S’initier à la teinture naturelle

Saviez-vous que votre environnement quotidien recèle des trésors insoupçonnés ? Les plantes sauvages qui vous entourent peuvent être comestibles, médicinales ou encore tinctoriales ! Que vous soyez en ville ou à la campagne, il y a des pépites à découvrir, prêtes à alimenter votre créativité !
Découvrons ensemble la teinture naturelle et comment en faire !

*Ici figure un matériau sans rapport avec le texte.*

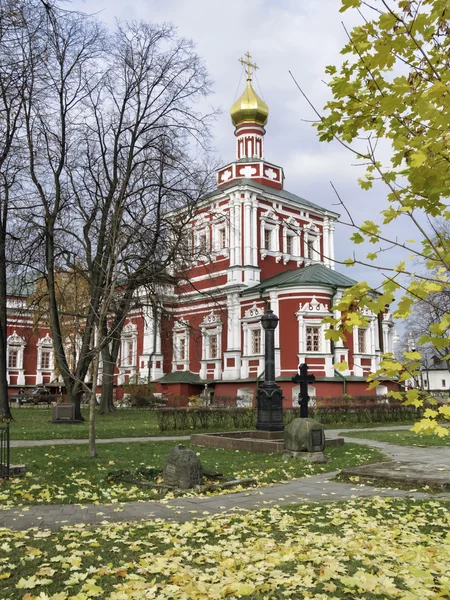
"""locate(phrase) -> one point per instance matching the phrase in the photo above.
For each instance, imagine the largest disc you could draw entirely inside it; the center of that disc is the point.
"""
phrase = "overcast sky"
(302, 36)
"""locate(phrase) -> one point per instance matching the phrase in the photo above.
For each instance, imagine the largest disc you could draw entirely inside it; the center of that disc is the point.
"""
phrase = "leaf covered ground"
(34, 423)
(64, 474)
(402, 438)
(365, 549)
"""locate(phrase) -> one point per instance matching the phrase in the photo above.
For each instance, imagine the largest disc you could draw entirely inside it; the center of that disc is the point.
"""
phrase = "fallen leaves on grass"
(66, 476)
(380, 547)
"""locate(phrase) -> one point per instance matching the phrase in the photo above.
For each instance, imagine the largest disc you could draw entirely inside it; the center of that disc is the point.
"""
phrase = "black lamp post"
(270, 397)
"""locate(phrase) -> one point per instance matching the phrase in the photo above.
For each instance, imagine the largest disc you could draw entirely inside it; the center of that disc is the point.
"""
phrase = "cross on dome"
(249, 65)
(249, 108)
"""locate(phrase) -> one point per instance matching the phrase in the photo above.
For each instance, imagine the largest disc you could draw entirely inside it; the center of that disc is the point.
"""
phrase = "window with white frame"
(313, 335)
(255, 337)
(310, 249)
(202, 242)
(45, 354)
(181, 348)
(269, 233)
(129, 346)
(362, 343)
(13, 357)
(222, 238)
(211, 328)
(290, 245)
(181, 344)
(15, 348)
(213, 346)
(46, 357)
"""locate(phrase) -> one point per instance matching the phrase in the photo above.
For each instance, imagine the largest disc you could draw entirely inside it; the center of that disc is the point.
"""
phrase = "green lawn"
(365, 549)
(33, 423)
(64, 474)
(402, 438)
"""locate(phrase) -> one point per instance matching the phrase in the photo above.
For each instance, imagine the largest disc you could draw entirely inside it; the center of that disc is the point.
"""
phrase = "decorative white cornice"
(181, 325)
(269, 215)
(15, 340)
(313, 307)
(129, 329)
(253, 313)
(211, 320)
(45, 341)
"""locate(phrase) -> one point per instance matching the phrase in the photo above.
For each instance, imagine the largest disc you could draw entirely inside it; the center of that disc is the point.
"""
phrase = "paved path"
(32, 443)
(161, 438)
(319, 488)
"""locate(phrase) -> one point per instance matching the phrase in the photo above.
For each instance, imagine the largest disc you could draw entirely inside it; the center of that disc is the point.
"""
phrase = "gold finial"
(249, 65)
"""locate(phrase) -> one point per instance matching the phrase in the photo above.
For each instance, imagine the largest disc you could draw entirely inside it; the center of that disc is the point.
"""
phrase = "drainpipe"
(266, 302)
(261, 375)
(153, 352)
(344, 381)
(331, 306)
(380, 332)
(258, 379)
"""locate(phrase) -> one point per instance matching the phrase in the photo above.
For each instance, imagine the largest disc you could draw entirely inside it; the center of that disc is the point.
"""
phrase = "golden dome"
(249, 108)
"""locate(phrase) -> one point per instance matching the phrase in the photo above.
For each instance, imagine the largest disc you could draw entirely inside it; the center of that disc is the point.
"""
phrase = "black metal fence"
(4, 451)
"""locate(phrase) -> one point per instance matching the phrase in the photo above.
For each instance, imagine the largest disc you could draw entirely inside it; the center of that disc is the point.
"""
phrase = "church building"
(257, 246)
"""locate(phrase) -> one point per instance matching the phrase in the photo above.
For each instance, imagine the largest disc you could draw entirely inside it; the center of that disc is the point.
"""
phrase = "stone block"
(304, 435)
(182, 468)
(311, 457)
(63, 412)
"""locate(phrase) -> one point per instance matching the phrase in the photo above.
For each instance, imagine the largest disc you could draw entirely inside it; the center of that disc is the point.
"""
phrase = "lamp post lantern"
(270, 397)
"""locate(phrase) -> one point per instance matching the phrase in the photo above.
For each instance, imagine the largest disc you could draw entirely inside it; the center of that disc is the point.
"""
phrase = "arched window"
(45, 361)
(245, 397)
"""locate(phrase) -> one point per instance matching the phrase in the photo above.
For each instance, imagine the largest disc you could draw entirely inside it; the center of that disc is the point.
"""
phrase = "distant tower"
(249, 115)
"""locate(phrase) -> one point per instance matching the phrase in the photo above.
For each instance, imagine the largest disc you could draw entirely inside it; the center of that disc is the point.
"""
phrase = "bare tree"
(112, 135)
(139, 169)
(18, 23)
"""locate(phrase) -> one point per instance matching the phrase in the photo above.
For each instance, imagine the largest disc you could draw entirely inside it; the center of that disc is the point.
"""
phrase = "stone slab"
(311, 457)
(417, 474)
(251, 441)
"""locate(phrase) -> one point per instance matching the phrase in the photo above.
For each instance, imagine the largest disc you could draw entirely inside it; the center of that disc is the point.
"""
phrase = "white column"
(274, 305)
(301, 335)
(331, 245)
(254, 230)
(326, 241)
(238, 239)
(247, 230)
(232, 232)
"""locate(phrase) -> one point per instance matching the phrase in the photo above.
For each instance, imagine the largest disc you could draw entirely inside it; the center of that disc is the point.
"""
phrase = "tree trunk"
(106, 399)
(92, 403)
(5, 411)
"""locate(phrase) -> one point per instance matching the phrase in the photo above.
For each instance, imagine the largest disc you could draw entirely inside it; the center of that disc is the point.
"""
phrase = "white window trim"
(305, 319)
(45, 343)
(291, 229)
(270, 222)
(18, 343)
(211, 326)
(180, 332)
(218, 249)
(248, 328)
(129, 334)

  1. Comprendre le processus de la teinture naturelle
  2. DIY teinture naturelle
  3. DIY aquarelle naturelle

Vous êtes-vous déjà demandé de quelle espèce était cet arbre devant lequel vous passiez tous les jours ? Et cette petite fleur qui pousse obstinément sur ce bord de trottoir ou de chemin, comment s’appelle-t-elle ? Si vous êtes déjà capable de répondre à cette petite question, cet article est fait pour vous ! Si cela reste pour vous un mystère total, cet article est d’autant plus fait pour vous !

J’aimerais vous emmener sur ce sentier d’éveil à la reconnaissance botanique, qui peut être source d’une grande joie, de découvertes de plantes aux propriétés extraordinaires, de ressources pour activités ludiques. Et si vous pouviez vous–mêmes redonner vie à cette petite nappe en la colorant naturellement ? Et si vous pouviez faire un cadeau très personnalisé en infusant de la couleur naturelle grâce aux teintures ?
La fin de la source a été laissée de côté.